Proposed constitutional amendment would give Kansas legislature power to set school funding
According to an Associated Press (AP) report in The Daily Union, conservative Republican state legislators upset with past Kansas Supreme Court rulings that the state was not spending enough money on its public schools have proposed a measure that would add a new sentence to the state constitution’s education article declaring that the legislature has the exclusive power to set spending on schools. However, John Robb, attorney for the students and public school districts suing the state, contends that the proposed amendment, which is designed to stymie a pending education funding lawsuit, will not end the litigation and could face its own legal challenge.
The Kansas Senate Judiciary Committee plans to have hearings later this month on the proposed amendment. It was introduced last week, less than a month after a three-judge panel in Shawnee County ruled that the state is not meeting its constitutional obligation to suitably fund schools. Legislators would have to boost annual spending by at least $440 million to comply.
Robb said even if lawmakers put the measure on the ballot and voters approve it, his clients still have legal issues to pursue, including whether legislators were arbitrary in their decisions about school funding. Robb represents 32 students, their parents and guardians, and the Wichita, Hutchinson, Dodge City, and Kansas City, Kansas, school districts. He also said the proposed amendment explaining the measure for voters is so misleading – and, in his mind, designed to push them to approve it – that it opens the measure to being invalidated by the state Supreme Court. Robb did not rule out his clients filing such a challenge if the measure is placed on the ballot or even after its approval by voters.
Senate Judiciary Committee Chairman Jeff King, who helped draft the proposed amendment, is skeptical that it is vulnerable to a potential legal challenge. He said the amendment, if adopted, would prevent the courts from stepping into decisions that the constitution meant to reserve for elected officials. “Whether the Legislature is making suitable provisions for the financing of education rests in the hearts and minds of Kansas voters and at the ballot box,” King said.
The education article says that the legislature shall “make suitable provision for finance” for the state’s “educational interests.” The proposed amendment would add a new sentence saying, “The financing of the educational interests of the state is exclusively a legislative power” and “shall be established solely by the Legislature.” A proposed constitutional change must be adopted by two-thirds majorities in both chambers and approved by a simple majority of voters in a statewide election. Supporters hope the measure will be on the ballot no later than the August 2014 primary.
The state Supreme Court has said the legislature is constitutionally obligated to finance a suitable education for every child, suggesting in 2005 and 2006 rulings that the state could face continual increases in spending. Lawmakers dramatically increased spending on schools after those rulings but backed away from their promises during the Great Recession, prompting the lawsuit by Robb’s clients.
The Shawnee County ruling cited the Legislature’s duty under the education article in saying that current school funding is inadequate. The state has appealed it, and it is not clear how quickly the Supreme Court will rule. But Robb noted that the lower court panel did not decide claims that lawmakers were arbitrary in the past or that their actions discriminated against some students. The proposed amendment, if adopted, “isn’t going to make this lawsuit go away,” Robb said.
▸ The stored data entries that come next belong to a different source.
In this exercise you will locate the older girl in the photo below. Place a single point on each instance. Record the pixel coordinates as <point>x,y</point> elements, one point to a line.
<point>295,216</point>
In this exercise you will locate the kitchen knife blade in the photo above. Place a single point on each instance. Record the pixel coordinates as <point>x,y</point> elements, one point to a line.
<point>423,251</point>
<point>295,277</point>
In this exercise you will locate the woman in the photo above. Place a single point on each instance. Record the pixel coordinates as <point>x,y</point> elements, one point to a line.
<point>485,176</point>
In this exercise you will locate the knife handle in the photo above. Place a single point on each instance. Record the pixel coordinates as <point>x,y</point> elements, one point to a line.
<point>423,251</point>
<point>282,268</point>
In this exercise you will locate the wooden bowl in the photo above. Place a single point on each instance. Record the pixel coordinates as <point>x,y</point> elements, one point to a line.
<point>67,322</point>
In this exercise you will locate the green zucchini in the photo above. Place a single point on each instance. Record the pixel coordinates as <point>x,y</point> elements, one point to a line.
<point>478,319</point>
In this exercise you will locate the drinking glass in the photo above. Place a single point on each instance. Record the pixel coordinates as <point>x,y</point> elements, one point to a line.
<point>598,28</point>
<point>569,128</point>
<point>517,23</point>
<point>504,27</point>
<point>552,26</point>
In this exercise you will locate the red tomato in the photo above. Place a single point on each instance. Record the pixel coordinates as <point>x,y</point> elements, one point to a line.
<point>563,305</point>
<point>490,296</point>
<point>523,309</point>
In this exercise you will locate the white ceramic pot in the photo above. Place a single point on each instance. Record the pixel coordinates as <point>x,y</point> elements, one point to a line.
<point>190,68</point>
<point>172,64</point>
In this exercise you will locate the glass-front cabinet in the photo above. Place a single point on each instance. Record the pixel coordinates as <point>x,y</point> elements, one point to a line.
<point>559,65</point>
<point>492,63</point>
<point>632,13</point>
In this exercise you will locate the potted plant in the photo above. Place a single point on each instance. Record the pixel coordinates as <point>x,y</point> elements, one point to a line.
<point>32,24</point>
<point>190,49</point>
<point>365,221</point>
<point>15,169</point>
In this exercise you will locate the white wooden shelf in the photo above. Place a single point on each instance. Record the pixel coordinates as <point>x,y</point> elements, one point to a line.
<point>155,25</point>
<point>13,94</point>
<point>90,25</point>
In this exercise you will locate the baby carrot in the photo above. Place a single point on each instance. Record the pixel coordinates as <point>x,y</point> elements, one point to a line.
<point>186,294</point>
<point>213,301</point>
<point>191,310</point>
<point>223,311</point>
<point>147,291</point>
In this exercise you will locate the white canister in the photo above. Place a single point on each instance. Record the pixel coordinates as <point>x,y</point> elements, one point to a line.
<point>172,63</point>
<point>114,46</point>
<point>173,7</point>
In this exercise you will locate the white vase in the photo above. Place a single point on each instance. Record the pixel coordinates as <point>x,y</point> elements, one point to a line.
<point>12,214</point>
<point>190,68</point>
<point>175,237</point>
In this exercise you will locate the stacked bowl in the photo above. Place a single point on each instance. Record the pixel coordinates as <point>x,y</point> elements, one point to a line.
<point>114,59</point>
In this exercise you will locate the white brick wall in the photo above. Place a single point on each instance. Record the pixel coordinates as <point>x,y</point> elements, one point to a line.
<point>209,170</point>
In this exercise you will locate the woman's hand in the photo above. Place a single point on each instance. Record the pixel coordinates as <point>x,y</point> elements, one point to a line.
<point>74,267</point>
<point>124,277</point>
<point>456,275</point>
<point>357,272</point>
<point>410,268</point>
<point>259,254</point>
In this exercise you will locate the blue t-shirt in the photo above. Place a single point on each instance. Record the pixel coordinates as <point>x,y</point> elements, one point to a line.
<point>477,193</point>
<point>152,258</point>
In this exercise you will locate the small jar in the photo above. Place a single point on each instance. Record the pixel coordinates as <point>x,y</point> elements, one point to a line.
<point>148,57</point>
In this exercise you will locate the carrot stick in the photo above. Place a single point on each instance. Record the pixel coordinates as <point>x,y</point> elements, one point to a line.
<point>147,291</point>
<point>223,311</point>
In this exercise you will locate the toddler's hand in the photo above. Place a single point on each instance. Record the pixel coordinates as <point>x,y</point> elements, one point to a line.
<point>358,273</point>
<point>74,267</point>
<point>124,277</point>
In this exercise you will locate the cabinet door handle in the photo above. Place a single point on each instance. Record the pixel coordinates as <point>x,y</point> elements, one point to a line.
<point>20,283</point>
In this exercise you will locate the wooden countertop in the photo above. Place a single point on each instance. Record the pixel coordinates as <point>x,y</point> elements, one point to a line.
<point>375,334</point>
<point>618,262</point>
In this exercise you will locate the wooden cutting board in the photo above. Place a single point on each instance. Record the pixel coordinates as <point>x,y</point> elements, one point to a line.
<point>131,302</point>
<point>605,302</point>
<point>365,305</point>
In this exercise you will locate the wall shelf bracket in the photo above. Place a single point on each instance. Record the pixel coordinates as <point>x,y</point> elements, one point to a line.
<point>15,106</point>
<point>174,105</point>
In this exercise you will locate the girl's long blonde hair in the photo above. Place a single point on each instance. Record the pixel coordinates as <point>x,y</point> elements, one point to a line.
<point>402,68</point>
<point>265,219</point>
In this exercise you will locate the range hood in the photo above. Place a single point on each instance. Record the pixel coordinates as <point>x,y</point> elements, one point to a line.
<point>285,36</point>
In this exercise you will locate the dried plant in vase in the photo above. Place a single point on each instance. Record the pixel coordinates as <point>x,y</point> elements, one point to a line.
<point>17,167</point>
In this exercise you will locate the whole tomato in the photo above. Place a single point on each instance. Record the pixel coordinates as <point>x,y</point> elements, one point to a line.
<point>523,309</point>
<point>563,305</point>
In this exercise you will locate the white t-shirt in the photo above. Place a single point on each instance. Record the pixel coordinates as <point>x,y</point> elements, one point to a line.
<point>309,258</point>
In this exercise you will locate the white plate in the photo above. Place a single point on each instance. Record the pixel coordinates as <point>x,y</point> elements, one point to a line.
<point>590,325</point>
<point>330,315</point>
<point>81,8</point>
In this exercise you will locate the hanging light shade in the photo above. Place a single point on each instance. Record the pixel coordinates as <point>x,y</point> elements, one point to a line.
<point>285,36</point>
King, who also serves as the state senate vice president, said the state’s courts do not typically order additional spending to remedy the other issues Robb’s clients raise. “We are letting the voters decide who has final say over appropriations for schools,” King said. The proposed explanatory statement says that a “no” vote would retain the current constitutional provision on education and that it has been interpreted by the Supreme Court as allowing it to order legislators to spend “whatever amount” for schools the court deems necessary.
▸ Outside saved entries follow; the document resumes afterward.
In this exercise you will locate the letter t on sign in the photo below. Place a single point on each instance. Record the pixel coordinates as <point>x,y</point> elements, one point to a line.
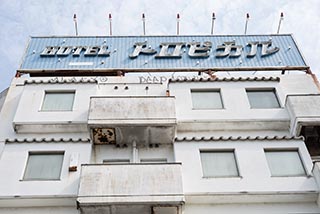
<point>140,47</point>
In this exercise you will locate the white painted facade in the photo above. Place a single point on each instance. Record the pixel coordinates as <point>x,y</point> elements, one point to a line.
<point>154,164</point>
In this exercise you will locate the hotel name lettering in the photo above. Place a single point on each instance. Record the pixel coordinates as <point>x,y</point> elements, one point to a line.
<point>170,50</point>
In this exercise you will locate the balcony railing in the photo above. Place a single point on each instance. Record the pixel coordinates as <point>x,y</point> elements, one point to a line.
<point>132,185</point>
<point>144,119</point>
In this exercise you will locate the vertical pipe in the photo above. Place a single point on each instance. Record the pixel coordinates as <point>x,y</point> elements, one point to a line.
<point>75,23</point>
<point>280,21</point>
<point>144,24</point>
<point>178,20</point>
<point>212,23</point>
<point>110,24</point>
<point>134,152</point>
<point>246,26</point>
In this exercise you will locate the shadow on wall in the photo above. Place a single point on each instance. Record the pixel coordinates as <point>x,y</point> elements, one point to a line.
<point>3,96</point>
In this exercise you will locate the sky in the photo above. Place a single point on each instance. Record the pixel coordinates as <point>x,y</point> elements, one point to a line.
<point>20,19</point>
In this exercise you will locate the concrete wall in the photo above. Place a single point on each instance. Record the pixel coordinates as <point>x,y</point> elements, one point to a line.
<point>252,208</point>
<point>111,152</point>
<point>41,210</point>
<point>3,95</point>
<point>236,104</point>
<point>13,162</point>
<point>253,168</point>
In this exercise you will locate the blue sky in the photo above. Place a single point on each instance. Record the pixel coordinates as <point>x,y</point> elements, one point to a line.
<point>22,19</point>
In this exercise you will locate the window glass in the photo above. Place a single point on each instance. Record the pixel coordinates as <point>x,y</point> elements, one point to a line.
<point>116,161</point>
<point>285,163</point>
<point>210,99</point>
<point>219,164</point>
<point>58,101</point>
<point>263,99</point>
<point>43,166</point>
<point>154,160</point>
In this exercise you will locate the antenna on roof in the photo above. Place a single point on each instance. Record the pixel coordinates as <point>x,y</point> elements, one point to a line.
<point>178,20</point>
<point>280,21</point>
<point>75,23</point>
<point>246,26</point>
<point>110,24</point>
<point>212,24</point>
<point>144,24</point>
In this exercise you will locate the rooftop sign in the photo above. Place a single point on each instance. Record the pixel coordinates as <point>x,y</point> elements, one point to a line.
<point>162,53</point>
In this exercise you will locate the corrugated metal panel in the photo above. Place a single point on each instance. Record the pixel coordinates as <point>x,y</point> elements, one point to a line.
<point>287,57</point>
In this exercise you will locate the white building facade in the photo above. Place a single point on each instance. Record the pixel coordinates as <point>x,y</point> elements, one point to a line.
<point>87,127</point>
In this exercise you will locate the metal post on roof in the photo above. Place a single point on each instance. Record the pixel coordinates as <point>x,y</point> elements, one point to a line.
<point>75,23</point>
<point>110,24</point>
<point>246,26</point>
<point>178,20</point>
<point>280,21</point>
<point>212,23</point>
<point>144,24</point>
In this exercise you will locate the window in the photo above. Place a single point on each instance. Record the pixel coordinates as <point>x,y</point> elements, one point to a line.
<point>58,101</point>
<point>285,163</point>
<point>154,160</point>
<point>43,166</point>
<point>219,164</point>
<point>206,99</point>
<point>116,161</point>
<point>264,98</point>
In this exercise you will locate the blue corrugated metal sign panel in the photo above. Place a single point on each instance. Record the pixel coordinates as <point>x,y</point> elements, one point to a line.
<point>154,53</point>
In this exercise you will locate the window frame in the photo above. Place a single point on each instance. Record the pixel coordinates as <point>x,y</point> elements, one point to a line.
<point>297,150</point>
<point>58,92</point>
<point>207,90</point>
<point>116,161</point>
<point>233,151</point>
<point>43,153</point>
<point>154,160</point>
<point>267,89</point>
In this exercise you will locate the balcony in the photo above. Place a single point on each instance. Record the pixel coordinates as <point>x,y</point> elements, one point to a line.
<point>305,120</point>
<point>122,120</point>
<point>131,188</point>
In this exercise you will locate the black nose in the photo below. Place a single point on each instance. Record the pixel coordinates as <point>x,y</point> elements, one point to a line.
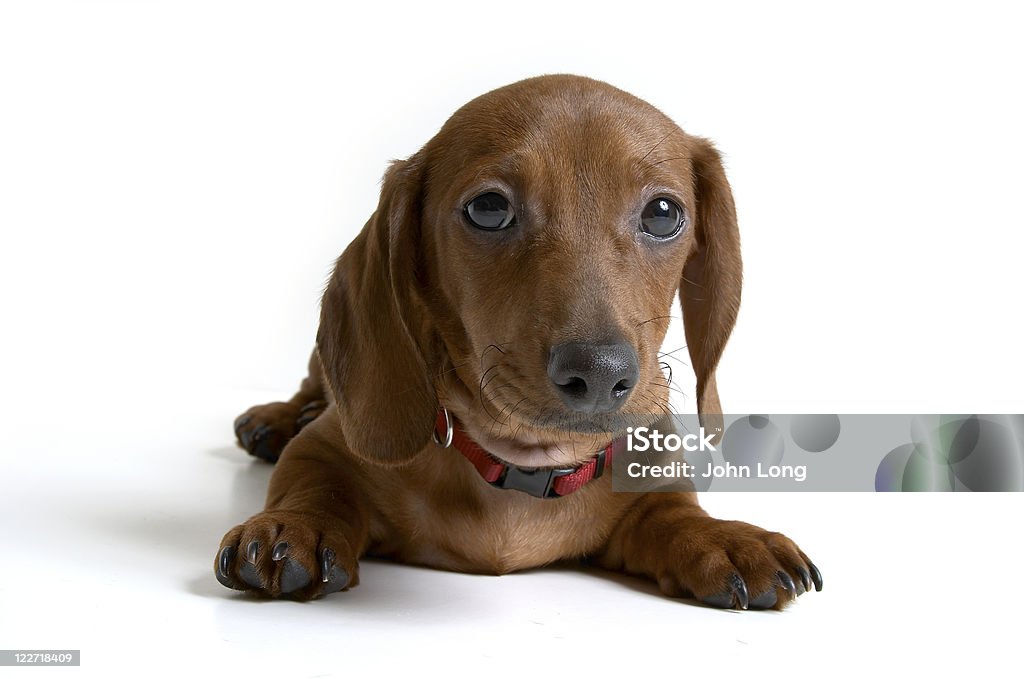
<point>593,378</point>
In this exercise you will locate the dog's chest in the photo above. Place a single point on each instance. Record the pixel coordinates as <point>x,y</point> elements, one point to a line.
<point>457,521</point>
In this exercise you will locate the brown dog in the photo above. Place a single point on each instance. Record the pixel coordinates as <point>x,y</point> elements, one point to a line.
<point>510,295</point>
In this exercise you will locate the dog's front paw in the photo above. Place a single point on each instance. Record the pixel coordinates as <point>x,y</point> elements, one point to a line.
<point>731,564</point>
<point>287,554</point>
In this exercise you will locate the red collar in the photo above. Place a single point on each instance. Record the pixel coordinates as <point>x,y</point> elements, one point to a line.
<point>542,482</point>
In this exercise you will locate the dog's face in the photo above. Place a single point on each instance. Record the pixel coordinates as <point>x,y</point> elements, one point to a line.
<point>536,244</point>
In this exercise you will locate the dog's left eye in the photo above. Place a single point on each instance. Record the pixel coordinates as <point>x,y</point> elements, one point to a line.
<point>663,218</point>
<point>489,211</point>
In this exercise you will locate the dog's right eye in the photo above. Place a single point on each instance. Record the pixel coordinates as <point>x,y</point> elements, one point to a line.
<point>489,211</point>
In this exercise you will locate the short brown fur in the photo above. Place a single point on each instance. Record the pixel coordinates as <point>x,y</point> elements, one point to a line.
<point>423,311</point>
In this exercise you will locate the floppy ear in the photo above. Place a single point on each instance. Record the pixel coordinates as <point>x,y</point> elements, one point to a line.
<point>712,277</point>
<point>373,338</point>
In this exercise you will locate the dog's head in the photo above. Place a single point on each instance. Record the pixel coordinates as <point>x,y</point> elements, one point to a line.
<point>519,270</point>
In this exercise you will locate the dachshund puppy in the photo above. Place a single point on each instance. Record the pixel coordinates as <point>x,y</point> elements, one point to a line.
<point>486,337</point>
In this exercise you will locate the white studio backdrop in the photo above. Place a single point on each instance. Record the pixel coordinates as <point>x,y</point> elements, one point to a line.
<point>176,179</point>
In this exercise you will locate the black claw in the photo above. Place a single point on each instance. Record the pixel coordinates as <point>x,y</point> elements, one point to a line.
<point>337,580</point>
<point>260,432</point>
<point>250,576</point>
<point>765,599</point>
<point>805,579</point>
<point>786,582</point>
<point>739,588</point>
<point>242,421</point>
<point>224,566</point>
<point>816,577</point>
<point>327,560</point>
<point>293,577</point>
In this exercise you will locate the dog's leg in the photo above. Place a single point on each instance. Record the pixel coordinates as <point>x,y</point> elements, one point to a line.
<point>668,538</point>
<point>314,527</point>
<point>265,429</point>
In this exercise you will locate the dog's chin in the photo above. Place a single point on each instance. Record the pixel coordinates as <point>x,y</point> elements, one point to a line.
<point>529,450</point>
<point>543,443</point>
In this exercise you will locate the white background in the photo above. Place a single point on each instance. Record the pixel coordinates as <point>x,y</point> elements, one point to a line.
<point>177,177</point>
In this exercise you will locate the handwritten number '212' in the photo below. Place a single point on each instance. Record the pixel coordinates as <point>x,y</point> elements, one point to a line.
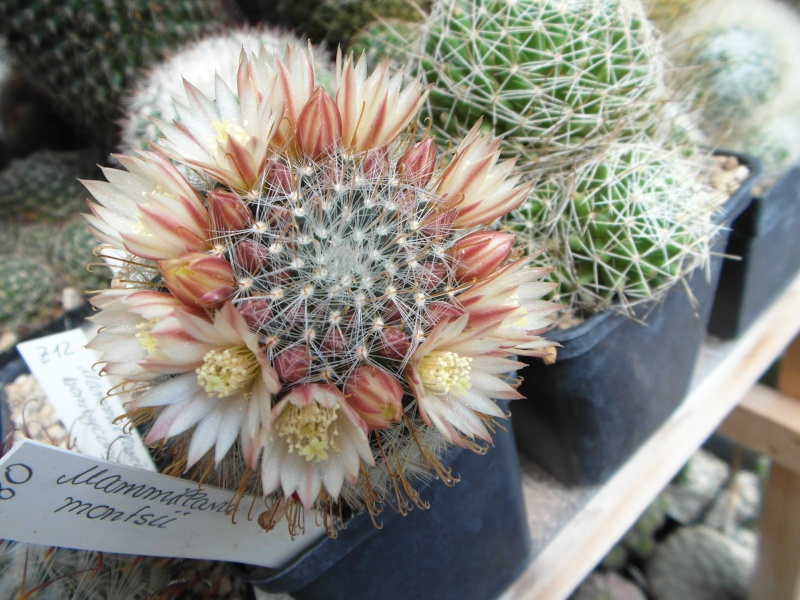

Robb said the statement is misleading because in past rulings, the court said the state’s school funding system was inadequate and gave lawmakers time to fix it if they increased spending in line with a study the Legislature commissioned. The court did not make legislative decisions or appropriate money, Robb said.
Source: The Daily Union, 2/3/13, By John Hanna (AP)
[Editor's Note: In January 2013, Legal Clips summarized an article in The Topeka Capital-Journal, which reported that a Shawnee County District Court three-judge panel has ruled that the Kansas state legislature was failing to meet its K-12 school funding obligations under the state constitution. In a 251-page decision in Gannon vs. State of Kansas, the panel said the previously-set $4,492 per-pupil base state aid funding floor established by the Kansas Supreme Court may not be lowered.]